Project Duration: 01/02/2011 - 30/09/2013

Total Budget: US$ 825,139


  European Commission

Delegation of the European Union to the Hashemite Kingdom of Jordan





Terre des Hommes

Ministry of Justice

Juvenile Police Department

Target Groups

  1. Judges
  2. Prosecutors
  3. Lawyers
  4. Social Workers
  5. Juvenile Police Officers

Outline And Objectives

Given that Jordan has a young population of which 70% are under the age of 24 and given the constant increase in the general trend of juvenile delinquency in the country, juvenile delinquency is gaining due attention and becoming a growing priority on the agenda of the Government.

In fact, the annual average number of cases of juveniles in contact with the criminal justice system in Jordan is about 4513, mostly related to juveniles held in pre-trial detention. The general causes of delinquency are: poverty, family conditions and low level of education. The highest percentage of cases is recorded in the capital city of Amman and in other major cities (such as Zarqa).

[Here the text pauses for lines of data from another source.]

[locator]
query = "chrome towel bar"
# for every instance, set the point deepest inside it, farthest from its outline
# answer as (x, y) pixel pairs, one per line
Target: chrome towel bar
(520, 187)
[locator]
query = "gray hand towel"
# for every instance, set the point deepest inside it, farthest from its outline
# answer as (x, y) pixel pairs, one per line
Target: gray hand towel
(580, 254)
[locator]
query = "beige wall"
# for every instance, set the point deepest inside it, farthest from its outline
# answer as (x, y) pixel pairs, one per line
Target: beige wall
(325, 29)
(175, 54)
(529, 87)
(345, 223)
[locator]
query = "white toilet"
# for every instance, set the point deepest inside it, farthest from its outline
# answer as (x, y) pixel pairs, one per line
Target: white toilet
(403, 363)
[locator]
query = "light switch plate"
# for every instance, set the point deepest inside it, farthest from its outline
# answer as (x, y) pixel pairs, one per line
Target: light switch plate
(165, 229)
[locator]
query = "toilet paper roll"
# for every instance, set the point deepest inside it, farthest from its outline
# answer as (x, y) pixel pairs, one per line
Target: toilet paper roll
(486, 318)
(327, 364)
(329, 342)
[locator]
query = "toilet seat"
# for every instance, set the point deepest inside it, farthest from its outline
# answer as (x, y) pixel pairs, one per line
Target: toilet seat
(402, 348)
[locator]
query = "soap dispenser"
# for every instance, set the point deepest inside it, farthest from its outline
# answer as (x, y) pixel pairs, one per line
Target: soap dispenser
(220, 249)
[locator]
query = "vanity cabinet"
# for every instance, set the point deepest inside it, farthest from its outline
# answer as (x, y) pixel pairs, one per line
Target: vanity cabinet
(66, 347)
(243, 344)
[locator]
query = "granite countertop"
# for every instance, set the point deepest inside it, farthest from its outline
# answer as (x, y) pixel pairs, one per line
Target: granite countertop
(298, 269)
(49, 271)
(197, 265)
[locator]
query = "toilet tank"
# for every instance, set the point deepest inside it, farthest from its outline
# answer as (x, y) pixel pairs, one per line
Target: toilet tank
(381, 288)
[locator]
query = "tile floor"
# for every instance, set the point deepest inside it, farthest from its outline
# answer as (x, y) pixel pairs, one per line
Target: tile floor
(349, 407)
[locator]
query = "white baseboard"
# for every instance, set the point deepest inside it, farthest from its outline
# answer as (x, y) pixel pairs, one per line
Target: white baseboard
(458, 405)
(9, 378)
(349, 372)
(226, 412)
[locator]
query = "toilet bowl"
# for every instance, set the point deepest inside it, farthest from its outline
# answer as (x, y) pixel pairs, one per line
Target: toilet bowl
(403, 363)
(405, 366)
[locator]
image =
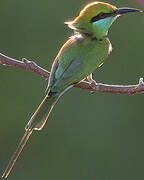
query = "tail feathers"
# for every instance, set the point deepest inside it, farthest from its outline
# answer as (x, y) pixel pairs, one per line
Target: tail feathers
(16, 153)
(36, 122)
(42, 113)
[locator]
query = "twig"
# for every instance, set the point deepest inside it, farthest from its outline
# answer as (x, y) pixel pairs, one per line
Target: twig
(32, 66)
(141, 2)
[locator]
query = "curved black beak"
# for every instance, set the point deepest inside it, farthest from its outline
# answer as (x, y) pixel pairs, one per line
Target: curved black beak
(120, 11)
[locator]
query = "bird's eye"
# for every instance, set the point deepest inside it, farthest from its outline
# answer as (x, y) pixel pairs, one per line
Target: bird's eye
(98, 17)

This project aims at strengthening the legislative and institutional capacity of the Juvenile Justice System in Jordan through enhancing the capacities of the judiciary to deal more effectively with cases of children in contact with the law in line with international standards and norms.

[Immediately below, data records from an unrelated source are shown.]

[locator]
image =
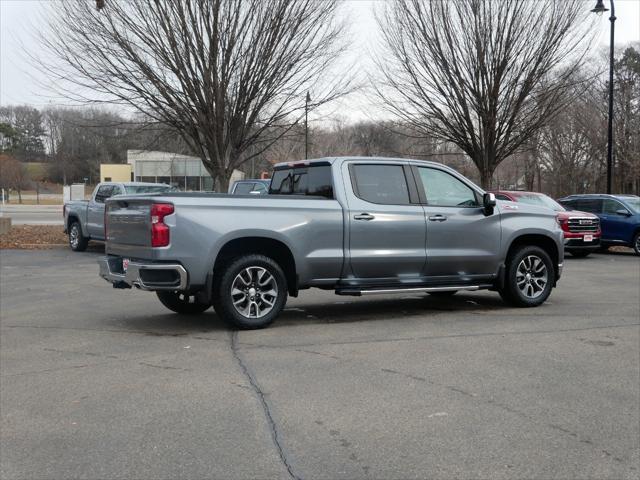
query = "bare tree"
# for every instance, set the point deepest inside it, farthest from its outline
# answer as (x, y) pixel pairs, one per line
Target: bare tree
(482, 74)
(223, 73)
(13, 175)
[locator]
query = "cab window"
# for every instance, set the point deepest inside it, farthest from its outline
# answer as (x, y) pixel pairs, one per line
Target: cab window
(445, 190)
(104, 192)
(381, 184)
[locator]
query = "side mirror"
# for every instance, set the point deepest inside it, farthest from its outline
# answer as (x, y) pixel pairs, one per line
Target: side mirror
(489, 203)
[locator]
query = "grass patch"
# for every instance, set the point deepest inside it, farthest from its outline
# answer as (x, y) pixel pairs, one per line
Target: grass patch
(33, 237)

To attain this objective the project will achieve the following outcomes:

  1. Children in contact with the law will benefit from a protective environment at the level of juvenile courts. To attain this, UNODC will establish nine specialized juvenile courts provided by the Closed Circuit TVs ((CCTV)) system.
  2. The Judicial Training Institute will be capable of delivering specialized courses covering "Justice for Children" in a sustainable manner. To achieve this, UNODC will develop a specialized curriculum and training manuals in juvenile justice that target judges, prosecutors and lawyers, enabling them to deal more effectively with juvenile cases at all levels.
  3. The Human Rights and Family Affairs Department at the Ministry of Justice will be capable of monitoring the rights of children at the level of the judicial procedure. UNODC is developing a monitoring system that will allow the MoJ to track juvenile cases at all courts levels and deal more effectively with child rights' breaches.

Key Achievements

  • Juvenile courts refurbished and equipped with a closed circuit television (CCTV) system.
  • Magistrates and paralegal staff handling the newly established juvenile courts trained and courts operational .
  • Adequate training curricula covering "justice for children" theme made available at the level of the Judicial Training Institute.
  • Human Rights and Family Affairs Department staff trained, and analytical/monitoring report produced.
  • Awareness campaign carried out to sensitize the public on alternatives to imprisonment that are being currently introduced to the new law in Jordan.
  • A new draft law which attempts to address the gaps of the current juvenile law of 1968 and to conform to international standards has been prepared, reviewed and submitted to the legislative Bureau.
  • A new police department has been created with responsibility for juvenile cases and has six branches throughout Jordan. UNODC has been invited to cooperate and provide technical assistance to the specialized police department on various issues.